Sezonun 4. haftası geride kaldı. İnegölspor, 1 galibiyet, 1 beraberlik ve 2 mağlubiyetle 4 puan toplayabildi. Ne yazık ki İnegölspor'da gelişen ve değişen hiçbir şey yok.

Kastamonu karşılaşmasında yine farklı oyuncu tercihleriyle başlandı. Raif'in yerine Cengiz, Ozan'ın yerine Arif, Yusuf'un yerine Yaşar tercih edildi. Defansta ise Enes'in yerinde Orhan başladı.

İlk yarıda organizasyondan çok uzak, sahada ne yaptığı belli olmayan bir İnegölspor vardı.

Gerek hücumda gerekse savunmada hiçbir varlık gösteremedi bordo-beyazlı temsilcimiz. Buna karşılık Kastamonuspor dengeli ve organizeydi. Nitekim ilk yarıdaki 2-0'lık Kastamonu üstünlüğü de adil bir sonuç oldu. Savunmanın arasına atılan neredeyse her top pozisyon oldu. İnegölspor sağ kanadı adeta yolgeçen hanına döndü. Kastamonuspor, kaçırdıklarını atsa soyunma odasına çok daha farklı gidebilirdi.

İkinci yarıya Cengiz-Okan, Arif-Raif değişiklikleriyle başladı İnegölspor. İlk dakikalara istekli başlansa da ikinci yarının devamı aynı şekilde olmadı. İki net pozisyonda Emirhan ve Birhan'la golü bulamayan İnegölspor, ikinci yarının ortasından itibaren iyice oyun disiplininden koptu. Skoru değiştirebilecek atakları üretemedi.

Tamamıyla uzun ve rakibin kaybettiği toplardan cılız hücum denemeleriyle skoru değiştirmek mümkün olamazdı zaten.

İnegölspor tek bir oyuncunun ayaklarına bakıyor.
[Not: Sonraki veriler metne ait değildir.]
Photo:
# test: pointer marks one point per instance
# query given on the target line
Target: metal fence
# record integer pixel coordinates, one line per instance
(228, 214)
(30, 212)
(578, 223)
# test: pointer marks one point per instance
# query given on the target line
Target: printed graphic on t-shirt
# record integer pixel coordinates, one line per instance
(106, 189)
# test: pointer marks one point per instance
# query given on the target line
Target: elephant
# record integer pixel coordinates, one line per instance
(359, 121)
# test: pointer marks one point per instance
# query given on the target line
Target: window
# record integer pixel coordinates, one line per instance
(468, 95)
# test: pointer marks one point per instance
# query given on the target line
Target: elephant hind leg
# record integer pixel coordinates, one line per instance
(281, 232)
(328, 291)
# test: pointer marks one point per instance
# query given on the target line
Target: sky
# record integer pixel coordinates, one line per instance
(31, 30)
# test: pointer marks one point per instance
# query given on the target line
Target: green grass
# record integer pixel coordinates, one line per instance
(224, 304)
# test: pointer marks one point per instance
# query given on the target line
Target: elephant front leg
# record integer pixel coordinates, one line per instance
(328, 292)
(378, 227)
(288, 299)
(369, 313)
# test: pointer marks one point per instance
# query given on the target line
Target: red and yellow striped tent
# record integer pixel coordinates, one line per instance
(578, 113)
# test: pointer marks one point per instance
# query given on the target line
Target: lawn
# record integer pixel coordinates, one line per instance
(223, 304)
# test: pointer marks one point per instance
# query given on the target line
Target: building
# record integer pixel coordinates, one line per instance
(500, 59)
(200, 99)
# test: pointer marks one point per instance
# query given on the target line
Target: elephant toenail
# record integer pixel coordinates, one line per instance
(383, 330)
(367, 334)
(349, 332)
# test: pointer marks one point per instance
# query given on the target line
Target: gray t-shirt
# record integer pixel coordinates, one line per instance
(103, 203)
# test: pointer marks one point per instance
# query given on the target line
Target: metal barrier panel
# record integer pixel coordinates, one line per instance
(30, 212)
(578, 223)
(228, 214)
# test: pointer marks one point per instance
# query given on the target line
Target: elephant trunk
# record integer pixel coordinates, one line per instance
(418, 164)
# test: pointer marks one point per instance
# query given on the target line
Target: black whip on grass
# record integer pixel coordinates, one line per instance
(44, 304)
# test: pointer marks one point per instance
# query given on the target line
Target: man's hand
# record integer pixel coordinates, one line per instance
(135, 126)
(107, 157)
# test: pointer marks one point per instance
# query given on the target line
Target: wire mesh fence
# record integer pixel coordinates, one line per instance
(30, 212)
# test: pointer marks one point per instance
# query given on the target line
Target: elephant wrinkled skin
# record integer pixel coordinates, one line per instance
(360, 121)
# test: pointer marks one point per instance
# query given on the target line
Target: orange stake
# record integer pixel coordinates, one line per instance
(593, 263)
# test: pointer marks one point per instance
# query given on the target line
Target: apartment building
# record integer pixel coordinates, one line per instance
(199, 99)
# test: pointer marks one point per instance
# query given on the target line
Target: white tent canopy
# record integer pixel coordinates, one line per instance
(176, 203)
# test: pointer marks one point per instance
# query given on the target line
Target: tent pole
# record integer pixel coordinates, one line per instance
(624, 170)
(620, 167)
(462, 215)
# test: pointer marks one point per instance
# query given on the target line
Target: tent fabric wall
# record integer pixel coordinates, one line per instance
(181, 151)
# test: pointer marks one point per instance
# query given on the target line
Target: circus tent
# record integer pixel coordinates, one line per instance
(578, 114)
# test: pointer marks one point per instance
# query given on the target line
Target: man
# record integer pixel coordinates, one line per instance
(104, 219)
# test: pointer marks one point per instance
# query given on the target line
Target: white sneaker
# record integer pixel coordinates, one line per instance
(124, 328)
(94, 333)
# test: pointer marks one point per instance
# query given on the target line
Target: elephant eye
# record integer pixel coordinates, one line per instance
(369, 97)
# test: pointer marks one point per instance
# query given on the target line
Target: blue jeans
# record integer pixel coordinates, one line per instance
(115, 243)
Hem akan oyunda, hem de duran toplarda. Emirhan Aydoğan... Orta sahada Serhat ve Birhan'ın üretkenliği sıfır. Birhan, her aldığı topu yanındakine veriyor, Serhat sadece topsuz oyunda mücadele ediyor. Böyle bir orta saha kurgusuyla başarılı olamazsınız.

Geçen yıl, bu yıla göre hem bütçe hem de oyuncu kalitesi olarak çok daha düşük bir kadroyla mücadele eden İnegölspor, Play-Off'u Keçiörengücü mağlubiyetiyle kaçırmıştı.

Şu anki mevcut takım, geçen yılki takımın bile çok gerisinde. Öte yandan teknik adamlık eldeki malzemeden en iyi performansı almak değil midir? Geçtiğimiz yıl bunun en iyi örneğini gördük.

Kimse bahanelere sığınmadı, eldeki malzemeden alabileceği en iyi verimi almaya çalıştı. Bu yıl da aynı şekilde olmalı. Bir maç kötü oynadı diye genç Enes Bayır'ı ertesi maç kadroya almayan Ertekin, bu kötü ötesi futboldan sonra nasıl aksiyonlar gösterecek şahsen merak ediyorum.

Kimse hayal kurmasın; bu takımın, bu oyun anlayışıyla, bu futbolla, Play-Off'un yakınına yaklaşması bile mucize olur.